The double-slit experiment with one single photon at a time is the sledge hammer which is designed to kill classical physics and so open to a new form of physics named quantum mechanics as the essence of modern physics.
The experiment consists of sending a sequence of photons one at a time through a double slit in a thin wall and recording the emergence of a macroscopic interference (fringe) pattern on a screen behind assuming a new dot for each new photon.
The pattern is the same as the interference patterns generated by a classical macroscopic wave hitting the wall and generating two macroscopic waves from the slits which interact constructively and destructively and so form a macroscopic fringe pattern on the screen.
We thus have a quantum version of the experiment with one photon at a time and a classical version, both building the same macroscopic fringe pattern on the screen.
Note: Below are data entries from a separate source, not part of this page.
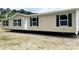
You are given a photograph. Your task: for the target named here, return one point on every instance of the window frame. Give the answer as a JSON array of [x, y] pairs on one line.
[[5, 23], [17, 22], [32, 21], [63, 20]]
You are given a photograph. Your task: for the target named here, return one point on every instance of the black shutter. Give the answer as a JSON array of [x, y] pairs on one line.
[[30, 21], [70, 20], [37, 21], [57, 20], [20, 22]]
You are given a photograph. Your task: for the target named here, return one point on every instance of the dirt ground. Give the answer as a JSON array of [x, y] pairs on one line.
[[30, 41]]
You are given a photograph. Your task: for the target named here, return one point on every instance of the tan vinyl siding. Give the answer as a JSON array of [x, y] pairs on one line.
[[48, 23]]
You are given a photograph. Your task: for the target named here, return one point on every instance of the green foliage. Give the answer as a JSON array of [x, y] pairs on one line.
[[12, 12]]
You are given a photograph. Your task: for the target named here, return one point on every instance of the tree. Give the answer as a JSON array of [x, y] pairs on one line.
[[8, 10], [1, 10], [22, 11]]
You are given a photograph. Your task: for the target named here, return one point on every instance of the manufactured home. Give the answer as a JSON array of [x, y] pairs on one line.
[[64, 21]]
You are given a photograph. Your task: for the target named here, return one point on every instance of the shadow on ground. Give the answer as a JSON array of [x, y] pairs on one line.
[[56, 34]]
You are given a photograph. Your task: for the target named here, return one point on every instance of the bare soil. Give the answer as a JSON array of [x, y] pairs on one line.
[[30, 41]]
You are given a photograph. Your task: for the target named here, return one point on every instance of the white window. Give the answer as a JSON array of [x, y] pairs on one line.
[[17, 22], [34, 21], [64, 20], [5, 23]]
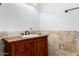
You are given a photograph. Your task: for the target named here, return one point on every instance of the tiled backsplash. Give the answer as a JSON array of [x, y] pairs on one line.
[[60, 43]]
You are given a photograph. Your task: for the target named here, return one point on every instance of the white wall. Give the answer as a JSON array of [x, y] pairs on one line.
[[15, 17], [53, 17]]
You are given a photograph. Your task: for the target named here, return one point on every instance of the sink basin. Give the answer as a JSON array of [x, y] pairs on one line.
[[30, 36]]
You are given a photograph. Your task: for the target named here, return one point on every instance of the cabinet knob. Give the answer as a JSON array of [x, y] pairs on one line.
[[4, 53]]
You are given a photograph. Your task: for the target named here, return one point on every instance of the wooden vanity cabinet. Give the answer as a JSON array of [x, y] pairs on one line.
[[27, 47]]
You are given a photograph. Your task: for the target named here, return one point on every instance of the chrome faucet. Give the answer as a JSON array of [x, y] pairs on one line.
[[27, 32]]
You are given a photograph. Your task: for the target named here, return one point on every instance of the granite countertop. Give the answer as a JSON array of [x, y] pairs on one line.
[[16, 38]]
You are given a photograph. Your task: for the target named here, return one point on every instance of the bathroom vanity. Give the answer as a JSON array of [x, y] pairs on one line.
[[26, 46]]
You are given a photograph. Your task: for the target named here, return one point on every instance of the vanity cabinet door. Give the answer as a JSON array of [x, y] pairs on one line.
[[24, 48], [40, 46]]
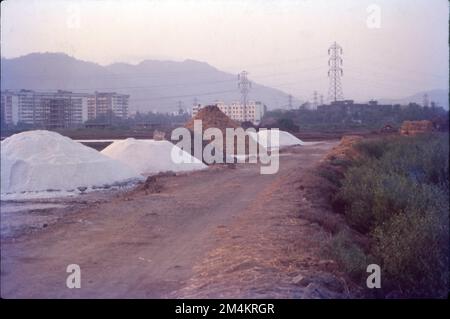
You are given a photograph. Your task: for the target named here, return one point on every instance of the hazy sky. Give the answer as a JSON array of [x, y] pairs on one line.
[[392, 48]]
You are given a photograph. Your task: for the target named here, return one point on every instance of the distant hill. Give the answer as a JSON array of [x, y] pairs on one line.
[[152, 85], [439, 96]]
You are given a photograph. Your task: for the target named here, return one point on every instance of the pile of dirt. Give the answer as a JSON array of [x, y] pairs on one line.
[[212, 116], [416, 127], [345, 149]]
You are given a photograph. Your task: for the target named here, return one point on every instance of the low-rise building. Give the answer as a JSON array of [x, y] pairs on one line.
[[253, 111]]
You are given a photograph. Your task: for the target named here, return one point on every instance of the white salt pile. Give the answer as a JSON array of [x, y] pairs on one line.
[[264, 137], [39, 161], [150, 156]]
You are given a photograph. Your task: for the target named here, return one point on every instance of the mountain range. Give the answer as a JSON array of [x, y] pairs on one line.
[[152, 85]]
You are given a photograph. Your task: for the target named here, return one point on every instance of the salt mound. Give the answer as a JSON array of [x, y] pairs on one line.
[[37, 161], [285, 139], [150, 156]]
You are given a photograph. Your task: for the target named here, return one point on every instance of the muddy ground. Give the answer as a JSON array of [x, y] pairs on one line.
[[220, 233]]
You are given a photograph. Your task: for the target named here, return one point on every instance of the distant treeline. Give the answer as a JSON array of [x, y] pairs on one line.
[[336, 117]]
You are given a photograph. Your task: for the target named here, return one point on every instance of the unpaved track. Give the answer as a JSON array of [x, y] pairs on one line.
[[221, 232]]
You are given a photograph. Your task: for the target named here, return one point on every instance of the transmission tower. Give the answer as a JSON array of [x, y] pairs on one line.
[[335, 72], [244, 85], [425, 100]]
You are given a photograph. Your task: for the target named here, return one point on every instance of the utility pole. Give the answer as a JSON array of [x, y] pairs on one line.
[[290, 102], [244, 85], [180, 108], [425, 100], [315, 100], [335, 72]]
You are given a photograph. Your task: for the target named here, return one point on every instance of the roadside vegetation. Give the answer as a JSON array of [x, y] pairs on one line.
[[396, 194]]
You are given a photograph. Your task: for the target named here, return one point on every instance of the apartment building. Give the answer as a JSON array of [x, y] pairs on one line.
[[107, 104], [59, 109]]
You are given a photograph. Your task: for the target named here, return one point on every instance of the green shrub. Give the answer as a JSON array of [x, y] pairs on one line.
[[413, 251], [349, 255], [397, 194]]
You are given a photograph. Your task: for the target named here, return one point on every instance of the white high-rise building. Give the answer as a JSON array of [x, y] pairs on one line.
[[59, 109]]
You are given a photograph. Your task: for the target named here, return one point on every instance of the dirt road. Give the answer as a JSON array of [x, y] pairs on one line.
[[221, 232]]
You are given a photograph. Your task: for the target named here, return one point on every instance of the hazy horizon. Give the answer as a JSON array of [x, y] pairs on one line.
[[282, 44]]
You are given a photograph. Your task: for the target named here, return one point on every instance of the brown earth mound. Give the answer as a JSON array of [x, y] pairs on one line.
[[416, 127], [345, 149], [212, 116]]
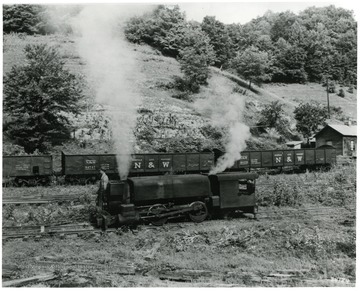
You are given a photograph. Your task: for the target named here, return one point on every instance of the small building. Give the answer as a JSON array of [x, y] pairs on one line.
[[342, 137], [294, 144]]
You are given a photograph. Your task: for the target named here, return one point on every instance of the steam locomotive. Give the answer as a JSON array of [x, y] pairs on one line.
[[155, 199], [84, 168]]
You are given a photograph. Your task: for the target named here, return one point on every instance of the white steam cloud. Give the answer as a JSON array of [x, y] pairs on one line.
[[112, 70], [225, 110]]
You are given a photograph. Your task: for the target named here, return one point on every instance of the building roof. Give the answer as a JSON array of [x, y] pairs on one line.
[[345, 130], [295, 142]]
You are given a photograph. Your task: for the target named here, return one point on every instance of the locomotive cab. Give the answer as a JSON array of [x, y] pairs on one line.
[[235, 191]]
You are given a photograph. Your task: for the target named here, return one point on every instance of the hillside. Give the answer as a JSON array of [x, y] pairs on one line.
[[166, 123]]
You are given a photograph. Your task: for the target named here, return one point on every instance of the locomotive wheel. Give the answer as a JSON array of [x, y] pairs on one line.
[[199, 212], [156, 210]]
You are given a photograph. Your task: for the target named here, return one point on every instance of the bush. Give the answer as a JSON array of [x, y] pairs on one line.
[[332, 88], [341, 93]]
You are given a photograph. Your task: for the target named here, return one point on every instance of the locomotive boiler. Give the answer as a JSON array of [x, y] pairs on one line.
[[156, 199]]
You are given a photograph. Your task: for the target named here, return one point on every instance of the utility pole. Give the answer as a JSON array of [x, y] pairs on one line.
[[327, 93]]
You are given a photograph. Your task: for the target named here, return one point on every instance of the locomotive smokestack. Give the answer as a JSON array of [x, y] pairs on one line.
[[112, 71]]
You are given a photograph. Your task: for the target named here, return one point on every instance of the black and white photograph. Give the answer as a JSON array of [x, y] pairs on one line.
[[179, 144]]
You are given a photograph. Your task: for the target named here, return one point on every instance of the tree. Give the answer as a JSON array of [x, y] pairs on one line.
[[23, 18], [252, 64], [272, 114], [195, 57], [219, 39], [37, 97], [309, 117], [158, 28]]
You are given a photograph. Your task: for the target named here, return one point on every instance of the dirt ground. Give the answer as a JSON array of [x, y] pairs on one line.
[[307, 249]]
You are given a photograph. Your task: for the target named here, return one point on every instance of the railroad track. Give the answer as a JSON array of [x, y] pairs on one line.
[[44, 230], [42, 200], [349, 215]]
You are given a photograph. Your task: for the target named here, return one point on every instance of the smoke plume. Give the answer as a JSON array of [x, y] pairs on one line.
[[112, 70], [225, 110]]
The catch of the quantum explanation of the quantum version is that the single photon after somehow passing through the double slit with a left and right slit, somehow appears after the slit in a superposition of "left pass" and "right pass" as two mutually exclusive possibilities carrying an interference pattern of possibilities, which is made real dot by dot on the screen (by "collapse of the wave function").
The sledge hammer argument is now that the quantum version cannot be given a classical explanation because a classical particle/phtoton has to make the choice of "left pass" or "righ pass" which will remain after passing and so does not form any interference pattern, just two one-slit patterns.
The strategy is thus to promote quantum physics by an experiment arranged to show deficiency of classical physics.
Let us take a closer look at the quantum version asking what the physical meaning of "one photon at a time" may be. What is the evidence that only one photon at a time reaches the double slit? How to produce exactly one photon?
It seems that the evidence of "one photon at a time" is that there is "one dot at a time appearing on the screen". The argument is thus that one dot is generated by exactly one photon. Is this really so sure?
What if many photons are in fact involved with the capacity to pass both slits and form a classical real but very weak interference pattern before hitting the screen with a random excitation of one dot. The calibration of the intensity of the source would then be adjusted to produce one dot at a time, which de facto involves many photons capable of generating an intereference pattern with random realistion.
It thus may be possible to explain a "one dot at a time" double slit experiment in terms of classical wave physics. The sledge hammer argument would then vaporise.
PS After a discussion with chatGPT we agree that the one-photon experiment is extreme, but we seem to disagree about the value of extreme experiments to guide development of non-extreme physics. Why not stick to non-extreme experiments for non-extreme physics? What can be learn about normality by pushing into non-normality? What to learn about normal life from extreme violence? chatGPT seems to believe in the value of extremism in physics more than I. And you?